Deputy police commissioner Rob Pope was told not to reapply for his job – prompting his decision to "retire".
But then there's a VERY interesting revelation:
The contract of the 36-year veteran is due to expire on April 3 and he had wanted to stay on until August 2012 to make the most of his superannuation scheme.
But Police Minister Judith Collins declined – and told him that to agree would make her "a corrupt minister".
One can only concur with Judith Collins' decision here. Rob Pope may indeed have had a long record of service with the police, but to work the system to ensure he maximised his superannuation would have been completely wrong.
And it seems as though Collins is determined to have a cleanout at the top of the New Zealand Police, bringing in a new adminsitration untainted by the issues which have dogged police for some time. The story continues:
The Dominion Post reported in July how his boss, Commissioner Howard Broad, was also told by Ms Collins that he would not be reappointed. He then issued a statement saying he had not sought to extend his tenure and would leave in April.
Mr Pope was promoted at the same time as Mr Broad, in April 2006, both on a five-year contract.
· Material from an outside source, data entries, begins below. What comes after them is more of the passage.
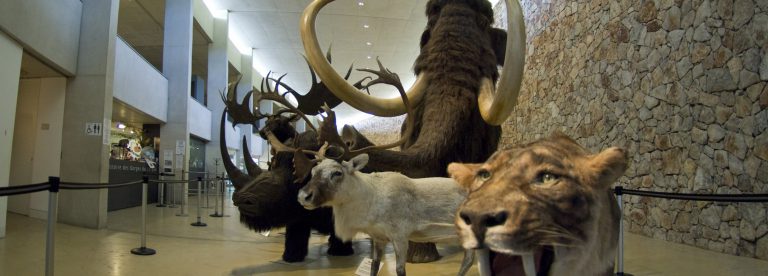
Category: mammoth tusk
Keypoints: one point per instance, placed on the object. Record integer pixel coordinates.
(497, 103)
(339, 86)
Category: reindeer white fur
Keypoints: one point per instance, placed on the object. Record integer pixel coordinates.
(387, 206)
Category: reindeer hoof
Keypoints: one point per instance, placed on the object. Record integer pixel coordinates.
(292, 257)
(422, 253)
(342, 250)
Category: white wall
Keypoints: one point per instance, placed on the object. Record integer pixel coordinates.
(10, 55)
(199, 120)
(50, 29)
(203, 17)
(37, 140)
(138, 84)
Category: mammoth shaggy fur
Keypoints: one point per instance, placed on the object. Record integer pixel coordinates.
(458, 48)
(267, 199)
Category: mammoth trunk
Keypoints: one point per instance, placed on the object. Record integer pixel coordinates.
(459, 49)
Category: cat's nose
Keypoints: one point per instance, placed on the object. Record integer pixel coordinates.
(481, 221)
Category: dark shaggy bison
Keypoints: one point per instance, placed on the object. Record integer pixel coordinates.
(457, 105)
(267, 199)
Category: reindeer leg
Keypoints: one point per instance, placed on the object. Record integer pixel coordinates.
(377, 250)
(401, 252)
(336, 247)
(296, 242)
(466, 263)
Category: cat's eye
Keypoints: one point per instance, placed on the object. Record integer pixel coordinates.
(547, 178)
(483, 175)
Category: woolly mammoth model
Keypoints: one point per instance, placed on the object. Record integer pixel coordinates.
(457, 104)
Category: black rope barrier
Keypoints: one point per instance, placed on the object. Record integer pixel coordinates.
(83, 186)
(619, 190)
(24, 189)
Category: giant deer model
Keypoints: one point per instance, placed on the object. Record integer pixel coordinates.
(459, 97)
(267, 199)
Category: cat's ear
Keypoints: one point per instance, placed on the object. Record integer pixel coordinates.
(607, 166)
(463, 173)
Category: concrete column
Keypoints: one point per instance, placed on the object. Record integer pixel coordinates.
(218, 74)
(177, 68)
(246, 84)
(85, 158)
(10, 54)
(266, 108)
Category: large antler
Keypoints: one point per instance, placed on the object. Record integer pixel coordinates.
(311, 103)
(274, 95)
(241, 113)
(329, 134)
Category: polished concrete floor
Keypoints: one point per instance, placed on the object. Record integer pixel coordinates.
(224, 247)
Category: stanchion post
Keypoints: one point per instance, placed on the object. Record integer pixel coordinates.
(223, 194)
(161, 191)
(619, 191)
(205, 191)
(216, 185)
(199, 223)
(172, 195)
(184, 210)
(53, 203)
(144, 250)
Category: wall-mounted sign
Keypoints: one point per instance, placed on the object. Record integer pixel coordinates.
(180, 147)
(94, 129)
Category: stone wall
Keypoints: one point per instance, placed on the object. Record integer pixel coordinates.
(681, 84)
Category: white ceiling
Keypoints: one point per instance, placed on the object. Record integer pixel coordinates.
(271, 28)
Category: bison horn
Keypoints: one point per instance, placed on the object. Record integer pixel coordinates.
(339, 86)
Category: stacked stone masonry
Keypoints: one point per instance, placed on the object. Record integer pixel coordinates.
(682, 85)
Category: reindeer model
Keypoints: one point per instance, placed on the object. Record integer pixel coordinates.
(387, 206)
(457, 106)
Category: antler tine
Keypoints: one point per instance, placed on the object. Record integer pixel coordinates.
(275, 96)
(280, 147)
(409, 117)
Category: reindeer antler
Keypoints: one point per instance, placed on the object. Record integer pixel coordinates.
(329, 134)
(241, 112)
(274, 95)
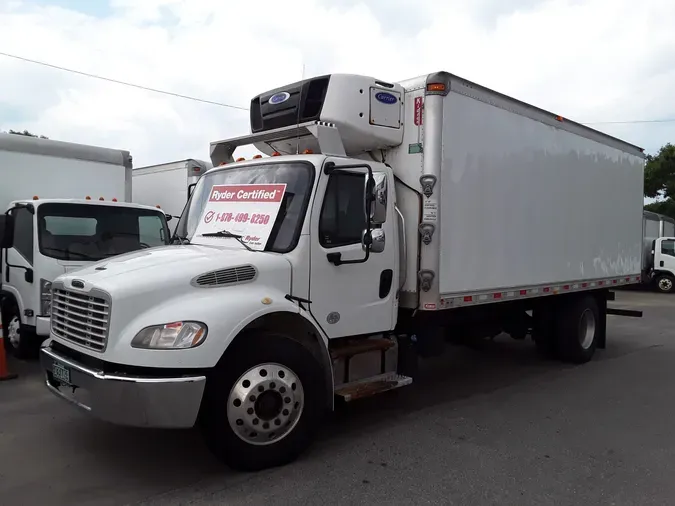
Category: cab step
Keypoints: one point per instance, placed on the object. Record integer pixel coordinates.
(348, 349)
(374, 385)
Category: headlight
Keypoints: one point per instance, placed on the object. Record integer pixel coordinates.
(176, 335)
(45, 297)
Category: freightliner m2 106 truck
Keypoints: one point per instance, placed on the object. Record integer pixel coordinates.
(387, 219)
(65, 206)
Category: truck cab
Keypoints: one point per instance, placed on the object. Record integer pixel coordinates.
(663, 264)
(44, 238)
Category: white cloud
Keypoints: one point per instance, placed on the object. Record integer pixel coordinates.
(594, 60)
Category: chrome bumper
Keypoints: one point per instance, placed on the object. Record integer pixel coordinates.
(171, 402)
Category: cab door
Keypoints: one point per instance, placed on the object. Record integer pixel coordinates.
(664, 256)
(17, 278)
(353, 289)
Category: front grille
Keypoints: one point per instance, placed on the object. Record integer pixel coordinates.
(80, 318)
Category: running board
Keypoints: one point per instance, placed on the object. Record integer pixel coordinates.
(372, 386)
(633, 313)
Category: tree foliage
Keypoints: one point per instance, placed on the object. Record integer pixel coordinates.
(660, 180)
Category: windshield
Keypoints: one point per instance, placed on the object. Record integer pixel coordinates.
(284, 230)
(94, 232)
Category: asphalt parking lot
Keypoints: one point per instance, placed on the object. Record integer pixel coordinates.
(494, 425)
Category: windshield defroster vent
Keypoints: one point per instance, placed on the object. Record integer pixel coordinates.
(229, 276)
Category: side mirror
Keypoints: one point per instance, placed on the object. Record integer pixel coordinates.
(6, 231)
(376, 205)
(374, 240)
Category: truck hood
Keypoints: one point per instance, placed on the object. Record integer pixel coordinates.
(170, 268)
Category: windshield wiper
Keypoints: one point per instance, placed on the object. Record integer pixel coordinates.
(227, 233)
(69, 253)
(181, 239)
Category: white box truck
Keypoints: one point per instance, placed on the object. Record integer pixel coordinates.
(658, 258)
(65, 206)
(387, 218)
(167, 185)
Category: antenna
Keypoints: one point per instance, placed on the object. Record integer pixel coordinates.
(297, 122)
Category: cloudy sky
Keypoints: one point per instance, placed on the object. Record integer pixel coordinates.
(589, 60)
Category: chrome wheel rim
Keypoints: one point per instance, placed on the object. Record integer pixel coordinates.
(265, 404)
(13, 335)
(587, 329)
(666, 284)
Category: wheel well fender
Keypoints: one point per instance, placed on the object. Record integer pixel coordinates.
(299, 326)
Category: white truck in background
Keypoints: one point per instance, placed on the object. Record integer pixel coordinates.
(658, 258)
(167, 185)
(387, 218)
(65, 206)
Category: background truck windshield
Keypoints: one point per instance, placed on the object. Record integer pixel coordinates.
(94, 232)
(298, 177)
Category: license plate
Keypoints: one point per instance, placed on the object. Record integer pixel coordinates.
(61, 373)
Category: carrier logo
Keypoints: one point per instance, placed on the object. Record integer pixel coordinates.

Ms Collins hinted about Mr Pope's future this month when she said creating a culture change would be a key element in her decision on whom to appoint deputy commissioner.
It is also thought new commissioner Peter Marshall did not want to work with him.
Peter Marshall will need to build his own team, and for that team to be effective, it will have to be comprised of people who enjoy his confidence. Clearly Rob Pope did not fit that category. On that basis, Judith Collins' candour towards Rob Pope is both understandable and, in our ever-humble opinion, absolutely right. There could yet be hope for "Bullshit Castle"!!